Applied Microbiology and Biotechnology, Vol.103, No.6, 2715-2729, 2019
Understanding the stress responses of Kluyveromyces marxianus after an arrest during high-temperature ethanol fermentation based on integration of RNA-Seq and metabolite data
The thermotolerant Kluyveromyces marxianus is a potential candidate for high-temperature ethanol fermentation. Although K. marxianus exhibited high ethanol productivity at 45 degrees C during the early fermentation stage, we observed a fermentation arrest due to the accumulated inhibitors. The stress responses of K. marxianus during high-temperature fermentation were revealed based on integration of RNA sequencing (RNA-Seq) and metabolite data. High temperature stimulated mitochondrial respiration but repressed the tricarboxylic acid (TCA) cycle, leading to increased generation of reactive oxygen species (ROS) and a lowered ratio of reduced nicotinamide adenine dinucleotide (NADH)/oxidized nicotinamide adenine dinucleotide (NAD(+)).

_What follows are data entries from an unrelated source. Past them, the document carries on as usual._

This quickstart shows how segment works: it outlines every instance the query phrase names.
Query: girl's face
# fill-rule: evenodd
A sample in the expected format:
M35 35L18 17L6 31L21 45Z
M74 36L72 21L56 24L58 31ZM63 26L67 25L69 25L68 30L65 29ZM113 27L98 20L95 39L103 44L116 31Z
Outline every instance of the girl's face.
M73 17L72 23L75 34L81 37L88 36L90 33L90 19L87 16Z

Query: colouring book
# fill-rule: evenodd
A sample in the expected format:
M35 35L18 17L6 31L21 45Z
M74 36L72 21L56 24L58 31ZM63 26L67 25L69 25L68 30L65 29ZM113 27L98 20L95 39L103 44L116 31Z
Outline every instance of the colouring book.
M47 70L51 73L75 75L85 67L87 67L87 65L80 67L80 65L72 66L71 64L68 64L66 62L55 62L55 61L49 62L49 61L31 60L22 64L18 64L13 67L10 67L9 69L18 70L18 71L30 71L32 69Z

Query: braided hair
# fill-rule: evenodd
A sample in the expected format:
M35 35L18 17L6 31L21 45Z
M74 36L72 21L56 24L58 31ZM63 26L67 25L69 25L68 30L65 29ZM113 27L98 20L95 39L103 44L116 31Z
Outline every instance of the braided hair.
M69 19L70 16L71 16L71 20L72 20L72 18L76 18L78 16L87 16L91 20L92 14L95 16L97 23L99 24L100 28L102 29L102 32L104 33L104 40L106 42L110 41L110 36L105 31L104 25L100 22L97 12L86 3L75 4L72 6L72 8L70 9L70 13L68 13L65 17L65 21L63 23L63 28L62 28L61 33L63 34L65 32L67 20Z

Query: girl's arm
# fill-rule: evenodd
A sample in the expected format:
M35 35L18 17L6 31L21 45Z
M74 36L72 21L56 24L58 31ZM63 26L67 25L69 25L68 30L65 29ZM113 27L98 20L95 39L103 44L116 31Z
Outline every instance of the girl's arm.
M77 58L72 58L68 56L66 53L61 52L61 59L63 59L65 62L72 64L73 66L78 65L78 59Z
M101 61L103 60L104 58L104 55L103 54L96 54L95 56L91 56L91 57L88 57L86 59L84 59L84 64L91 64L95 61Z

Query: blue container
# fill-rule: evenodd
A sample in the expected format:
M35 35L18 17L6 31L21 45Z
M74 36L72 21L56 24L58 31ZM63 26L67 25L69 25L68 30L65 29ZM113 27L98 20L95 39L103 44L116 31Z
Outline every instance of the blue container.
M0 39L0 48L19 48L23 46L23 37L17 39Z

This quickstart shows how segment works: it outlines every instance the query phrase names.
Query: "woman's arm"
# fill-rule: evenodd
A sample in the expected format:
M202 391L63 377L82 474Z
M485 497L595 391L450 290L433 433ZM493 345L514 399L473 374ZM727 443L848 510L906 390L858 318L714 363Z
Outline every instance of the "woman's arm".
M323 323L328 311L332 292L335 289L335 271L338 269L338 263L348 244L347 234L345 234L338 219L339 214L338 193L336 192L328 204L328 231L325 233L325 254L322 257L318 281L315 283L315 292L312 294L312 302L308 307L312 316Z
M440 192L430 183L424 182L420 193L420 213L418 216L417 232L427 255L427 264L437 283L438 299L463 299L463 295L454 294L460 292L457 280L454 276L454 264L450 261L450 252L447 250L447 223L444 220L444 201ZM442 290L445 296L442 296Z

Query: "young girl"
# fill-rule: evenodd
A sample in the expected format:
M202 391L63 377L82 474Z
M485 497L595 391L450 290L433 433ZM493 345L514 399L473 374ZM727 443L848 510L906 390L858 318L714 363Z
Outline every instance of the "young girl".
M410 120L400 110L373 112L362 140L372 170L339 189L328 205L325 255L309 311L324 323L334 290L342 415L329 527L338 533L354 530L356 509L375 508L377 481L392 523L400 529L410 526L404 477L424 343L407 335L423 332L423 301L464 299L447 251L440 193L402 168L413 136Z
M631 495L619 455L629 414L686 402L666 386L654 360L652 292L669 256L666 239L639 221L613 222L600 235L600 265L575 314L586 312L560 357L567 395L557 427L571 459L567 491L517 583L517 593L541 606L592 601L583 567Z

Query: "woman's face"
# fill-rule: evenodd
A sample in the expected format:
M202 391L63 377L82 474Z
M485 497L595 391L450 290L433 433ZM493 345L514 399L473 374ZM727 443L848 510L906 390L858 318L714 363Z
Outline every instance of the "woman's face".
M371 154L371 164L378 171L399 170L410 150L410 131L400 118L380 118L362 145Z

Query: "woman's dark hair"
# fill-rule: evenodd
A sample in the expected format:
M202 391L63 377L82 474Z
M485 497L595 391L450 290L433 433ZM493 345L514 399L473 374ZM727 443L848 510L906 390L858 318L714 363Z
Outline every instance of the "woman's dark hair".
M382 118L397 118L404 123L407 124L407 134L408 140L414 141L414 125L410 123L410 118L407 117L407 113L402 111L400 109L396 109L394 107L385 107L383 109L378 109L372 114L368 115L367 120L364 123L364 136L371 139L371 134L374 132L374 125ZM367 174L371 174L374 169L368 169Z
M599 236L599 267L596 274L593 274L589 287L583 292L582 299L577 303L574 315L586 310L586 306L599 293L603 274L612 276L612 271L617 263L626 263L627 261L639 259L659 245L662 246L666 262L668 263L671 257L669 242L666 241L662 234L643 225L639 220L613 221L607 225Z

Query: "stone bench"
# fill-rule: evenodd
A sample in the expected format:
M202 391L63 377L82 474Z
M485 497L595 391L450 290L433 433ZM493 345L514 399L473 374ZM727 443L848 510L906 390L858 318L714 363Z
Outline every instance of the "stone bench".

Glycerol production was enhanced during the early fermentation stage, which might contribute to NADH reoxidation and ROS generation. Excess ROS could be neutralized by reduced nicotinamide adenine dinucleotide phosphate (NADPH) that might be reserved in the following ways: (1) decreased biosynthesis of branched-chain amino acids (BCAAs) reduced NADPH consumption; (2) enhanced acetic acid production increased NADPH regeneration. The degree of fatty acid unsaturation was also reduced to adapt to high temperature. In addition, stress responses were also observed after the fermentation arrest at 45 degrees C. Genes related to peroxidase activity, iron-sulfur cluster assembly, and flavin mononucleotide (FMN) binding were downregulated, while genes associated with DNA repair and lipid composition of the plasma were upregulated. The yeast also produced more ergosterol to deal with ethanol stress. This study gains comprehensive insights into the K. marxianus transcriptome under various stresses during high-temperature ethanol fermentation, providing rich information for further metabolic engineering towards improved stress tolerance and ethanol production.